This kind of love-hate relationship is further symbolized by the bounty of (unopened) letters Lucy has from her mother. Lucy lets the letters pile up and never opens them, never writes back. Her silence is intentional. She wants to hurt her mother, like “one lover rejecting another.” If she can’t face up to her mother’s sentences — neither her punishments nor her declarations of love — then naturally she can’t read her mother’s letters, which likely contain more sentences to a life of imprisonment. Or worse: the letters may even contain declarations of love.
“I knew that if I read only one, I would die from longing for her.” —Kincaid, Lucy
Although she never opens them, Lucy clings to her mother’s letters so hard that they “became part of [her] body.” Echoes of her mother’s declaration resound here: the two share a body again, like when Lucy was in her mother’s belly, but this time Lucy’s mother (by extension of her letters) is part of Lucy’s body.
“I was not like my mother,” Lucy reveals, “I was my mother.” And her life is her mother’s: “I could see the present take a shape — the shape of my past. My past was my mother…” If her present is taking the shape of her past — which is to say, the shape of her mother — then Lucy’s life is not really hers. It’s her mothers; or at least, it’s the shape of her mother’s. No matter how far away she is from her mother/land, she can’t seem to escape the bind. Lucy tries to find her own way and write her own story, but the blurred boundary between herself and her mother renders her a visitor in her own life.
Photography
After Mariah takes Lucy to the museum, she buys her a camera, which inspires Lucy to start taking pictures. Photography then becomes a medium through which Lucy regains control over her narrative. Kincaid might be playing with another double meaning here, in that the camera presents a new lens through which Lucy can view the world — a lens both literally and figuratively. Lucy takes black-and-white photographs of Mariah preparing dinner and the children making funny faces, but she doesn’t take any photographs of herself. All around the walls of her room she has her pictures up, and one quiet night, after the children go to sleep, she looks around her room and admires her work. Among the photographs of Mariah and the children, Lucy describes one picture that signals a trace of herself, her own person: “a picture of my dresser top with my dirty panties and lipstick, an unused sanitary napkin, and an open pocketbook scattered about.” Panties, lipstick, napkin, pocketbook. The closest Lucy gets to a self-portrait.
Each photograph represents a moment in time from Lucy’s new life away from home and away from her mother. Taken together, the photographs work to create a kind of alternative narrative, one that portrays Lucy and her life in a light she’s chosen for herself. As the picture of the used panties and unused napkin signifies, photography enables Lucy to construct herself beyond the constraints of her mother’s notions of womanhood and respectability. The camera lens gives Lucy a lens — and a newfound sense of belonging behind the lens.

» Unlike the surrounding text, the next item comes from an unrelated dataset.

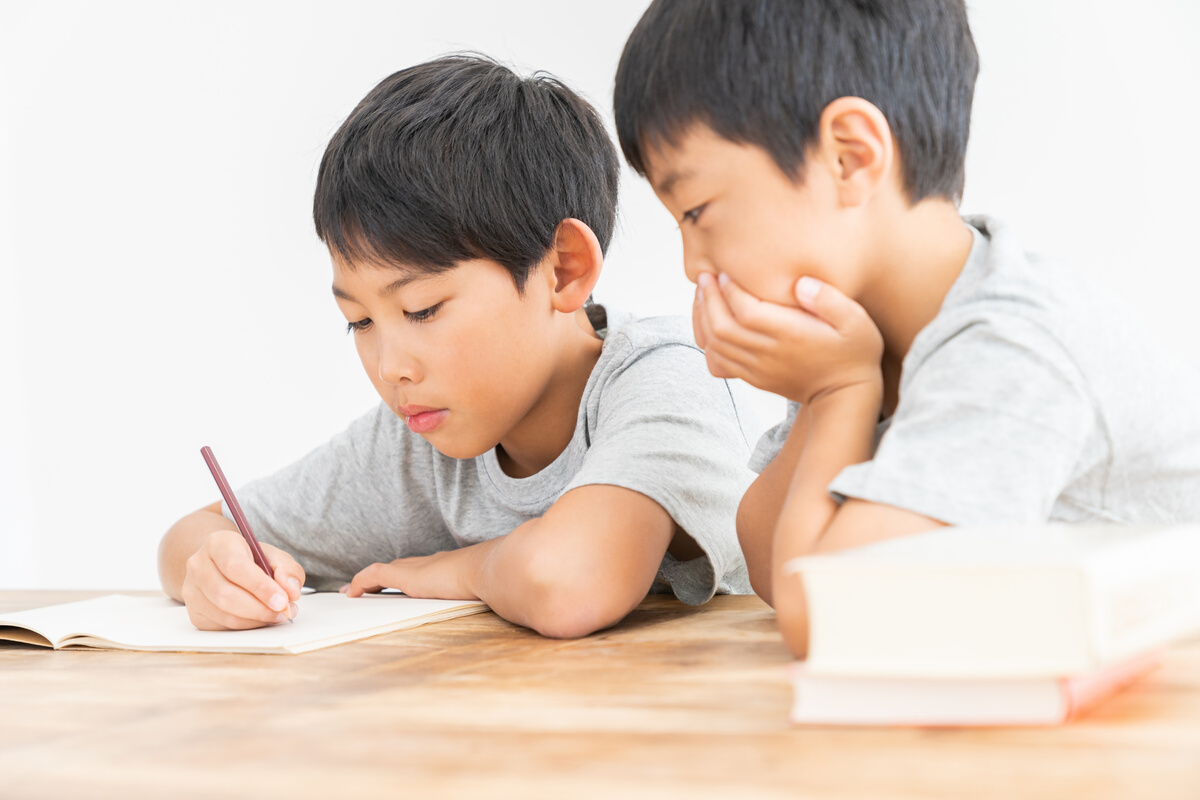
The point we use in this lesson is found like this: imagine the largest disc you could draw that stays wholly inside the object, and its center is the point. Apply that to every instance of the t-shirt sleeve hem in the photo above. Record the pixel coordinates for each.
(867, 482)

In On Photography, Susan Sontag uses a metaphor of the camera as a passport to signal photography’s capacity to function as a mode of belonging:
“The camera is a kind of passport that annihilates moral boundaries and social inhibitions, freeing the photographer from any responsibility toward the people photographed. The whole point of photographing people is that you are not intervening in their lives, only visiting them.” —Sontag, On Photography
Having a passport only signals a certain kind of (incomplete) belonging: one that “annihilates moral boundaries” between the photographer and the photographed — something Kincaid herself has written about in the context of tourism in A Small Place (1988) — such that the photographer is “only visiting them.” Photography, then, still renders Lucy a visitor.
While photography crucially functions as a means of not only reclaiming her narrative but also recreating it in a tangible, visual way, it does so without real recourse to Lucy’s search for a stable identity. If, according to Sontag, one can only be a visitor in another’s life as a photographer, then Lucy’s use of photography — as a potentially liberatory mode of creative expression — fails. It fails because, behind the camera, Lucy simply reproduces the role she’s attempting to refute: that of Visitor.
Lucy eventually leaves her post at Lewis and Mariah’s to live with her friend Peggy in the city, working as a secretary for a photographer who lets her use his dark room to develop her film when he’s not using it. Lucy “continued to take photographs, but [she] had no idea why.”
Writing
Before Lucy leaves for the city, Mariah gives her a parting gift: a journal from Italy with a red leather cover and blank white pages. Alone one night in her new apartment in the city, Lucy notices the red journal next to a fountain pen on her bedside table. She takes the pen, opens the journal, and writes her full name at the top of the page. Moving beyond the panties, lipstick, and napkin, we get a different kind of self-portrait here. A more accurate one, closer to reality, in that Lucy cannot displace herself in her own name.
Then, in a surprising and seemingly spontaneous confessional moment, she writes in her journal:
“‘I wish I could love someone so much that I would die from it.’” —Kincaid, Lucy
Recall Lucy’s avoidance from earlier: she refuses to open her mother’s letter because she feels she would “die from longing” for her mother if she read even one of her letters. The irony here is that she simultaneously wishes she could love someone so much that she dies from it but forgets that this is the very thing she’s been fighting for most of the novel. It’s the very reason why she refuses to read her mother’s letters. As Lucy looks at the sentence she’s just written, she feels great shame and begins weeping uncontrollably.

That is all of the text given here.